CHANCES AND CHANGES; a Domestic Story, by the author of "Six Weeks on the Loire." Philadelphia: Carey, Lea & Blanchard.

This is an uncommon book. In these days of high excitement and powerful writing, it is refreshing to be introduced among characters of so much purity, benevolence and intelligence as those delineated in "Chances and Changes." The moral of the book, although it is not ostentatiously pressed upon the attention, is obvious and forcible. A lovelier being than Catherine Neville, the heroine, can scarcely be imagined. There is nothing new in the story—the events are such as might easily be supposed to have occurred, and the leading features of the plot may be stated in a few words: Colonel Hamilton, a man of fashion and something of a roué, is engaged in a duel with a baronet, in consequence of an intrigue between the Colonel and the titled wife of his antagonist. The latter is dangerously wounded, and Colonel Hamilton seeks a refuge for several months in the remote dwelling of his former tutor, Mr. Neville, a benevolent and conscientious clergyman. Hamilton becomes enamored of Catherine Neville, who returns his passion with all the ardor of a first love. He at length mingles with the world of fashion again, is involved once more in his former intrigue, and although struggling to retain and deserve the affections of Catherine, becomes completely entangled in a criminal attachment. Catherine, after a long and painful conflict with her feelings, resolves to conquer her ill-placed affection, and is ultimately united to a worthier object. The struggles between passion and duty in her breast, and the conflict of good and evil in Hamilton, are admirably portrayed. The sentiments and opinions are often striking, and the style elegant and attractive. We give a few extracts, taken at random:

"Come along with me," said she, "come and look by the side of the little stream that runs through the garden."

"This girl, after all, can do whatever she likes with me," thought Hamilton, as he rose with affected effort, from the chair which he had just before vowed to himself nothing should induce him to stir from, until it was time to dress for dinner. Away they went to the brook, and found Mr. Neville standing there, looking at the daffodils with all the delight of the poet whose words were on his lips.

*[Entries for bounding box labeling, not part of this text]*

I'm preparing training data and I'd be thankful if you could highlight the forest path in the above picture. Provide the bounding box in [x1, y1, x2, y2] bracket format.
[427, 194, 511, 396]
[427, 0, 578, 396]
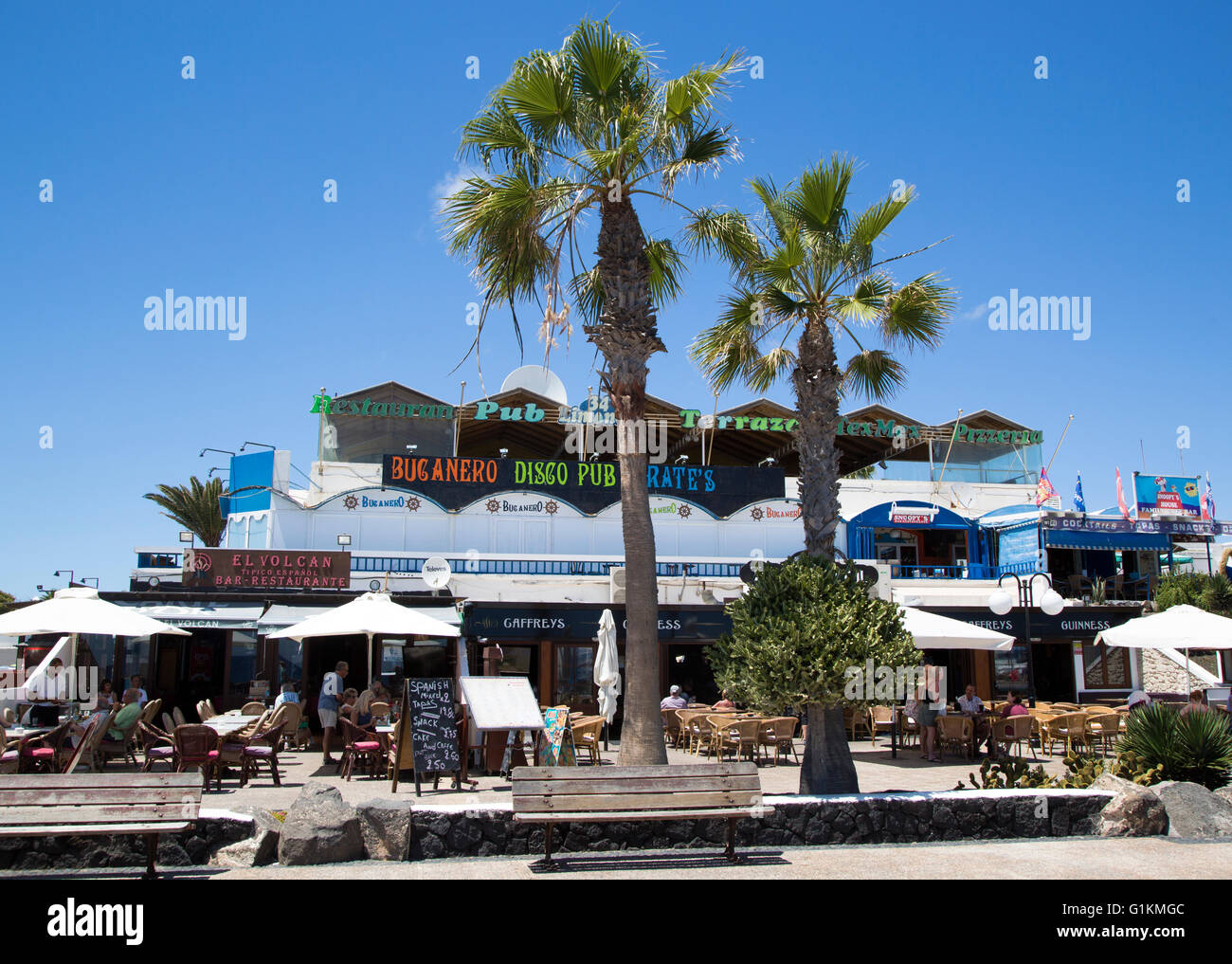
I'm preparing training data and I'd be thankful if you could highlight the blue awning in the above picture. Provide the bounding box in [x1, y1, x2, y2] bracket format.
[1044, 529, 1171, 553]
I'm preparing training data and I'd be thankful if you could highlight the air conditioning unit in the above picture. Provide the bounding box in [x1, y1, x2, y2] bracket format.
[607, 566, 627, 603]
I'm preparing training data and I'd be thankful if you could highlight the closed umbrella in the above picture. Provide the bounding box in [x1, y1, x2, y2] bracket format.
[595, 609, 620, 750]
[270, 593, 459, 681]
[1096, 603, 1232, 689]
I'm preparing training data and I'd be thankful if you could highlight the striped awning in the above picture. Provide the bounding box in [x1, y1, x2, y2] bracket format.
[1044, 529, 1171, 553]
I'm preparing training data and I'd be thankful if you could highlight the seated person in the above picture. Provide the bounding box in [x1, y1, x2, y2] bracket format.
[69, 688, 142, 748]
[958, 682, 985, 714]
[94, 680, 116, 713]
[353, 680, 386, 726]
[715, 689, 735, 710]
[660, 685, 689, 710]
[1126, 689, 1150, 713]
[28, 657, 68, 726]
[1180, 689, 1210, 717]
[1002, 689, 1031, 718]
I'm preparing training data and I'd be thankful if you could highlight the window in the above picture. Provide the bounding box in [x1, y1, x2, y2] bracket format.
[123, 636, 151, 686]
[230, 630, 258, 699]
[1081, 643, 1130, 689]
[993, 643, 1027, 693]
[279, 640, 304, 689]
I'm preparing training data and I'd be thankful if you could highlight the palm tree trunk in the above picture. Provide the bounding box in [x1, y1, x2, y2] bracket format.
[800, 702, 860, 795]
[792, 319, 842, 558]
[586, 198, 668, 766]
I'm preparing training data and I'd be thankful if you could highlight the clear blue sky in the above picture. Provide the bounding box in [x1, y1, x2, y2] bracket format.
[0, 0, 1232, 598]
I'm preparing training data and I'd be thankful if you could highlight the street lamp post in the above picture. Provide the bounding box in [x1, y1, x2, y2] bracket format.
[988, 572, 1066, 702]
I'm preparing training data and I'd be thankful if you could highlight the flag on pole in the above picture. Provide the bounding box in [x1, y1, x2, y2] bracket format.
[1035, 468, 1057, 505]
[1116, 466, 1133, 519]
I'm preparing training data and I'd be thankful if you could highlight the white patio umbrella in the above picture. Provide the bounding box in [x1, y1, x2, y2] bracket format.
[270, 593, 459, 681]
[1096, 603, 1232, 689]
[0, 586, 191, 704]
[899, 606, 1014, 652]
[595, 609, 620, 725]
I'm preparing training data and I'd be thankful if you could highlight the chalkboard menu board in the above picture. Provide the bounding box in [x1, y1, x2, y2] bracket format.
[406, 678, 462, 774]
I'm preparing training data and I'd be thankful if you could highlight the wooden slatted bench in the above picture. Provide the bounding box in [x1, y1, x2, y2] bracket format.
[513, 763, 773, 866]
[0, 773, 201, 879]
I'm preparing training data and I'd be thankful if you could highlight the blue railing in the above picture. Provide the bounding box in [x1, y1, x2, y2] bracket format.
[890, 562, 992, 579]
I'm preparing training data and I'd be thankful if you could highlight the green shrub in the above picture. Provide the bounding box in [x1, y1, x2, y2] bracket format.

"I wandered lonely as a cloud,
That flits on high, o'er vales and hills,
When all at once I saw a crowd,
A host of dancing daffodils.
Beside the lake, beneath the trees,
Fluttering and dancing near the trees.
Continuous as the stars that shine
And twinkle in the milky way,
They stretched in never-ending line,
Along the margin of a bay.
Ten thousand saw I at a glance,
Tossing their heads in sprightly dance.
The waves beside them danced, but they
Out-did the sparkling waves in glee,
A poet could not but be gay,
In such a jocund company.
I gazed and gazed, but little thought
What wealth to me the show had brought.
For oft when on my couch I lie,
In vacant or in pensive mood,
They flash upon that inward eye
Which is the bliss of solitude.
And then my heart with pleasure fills
And dances with the daffodils."

Hamilton was so unused to hear Wordsworth quoted in any other tone than that of ridicule, or absurd parody, that he was amazed to hear his old tutor, whose taste he revered, not more from habit than experience of its correctness, repeat these lines with the enthusiasm of Catherine herself, and conclude them with a panegyric on their author, as having formed a new school in poetry, and finding

"Books in the running brooks,
Sermons in stones, and good in ev'ry thing."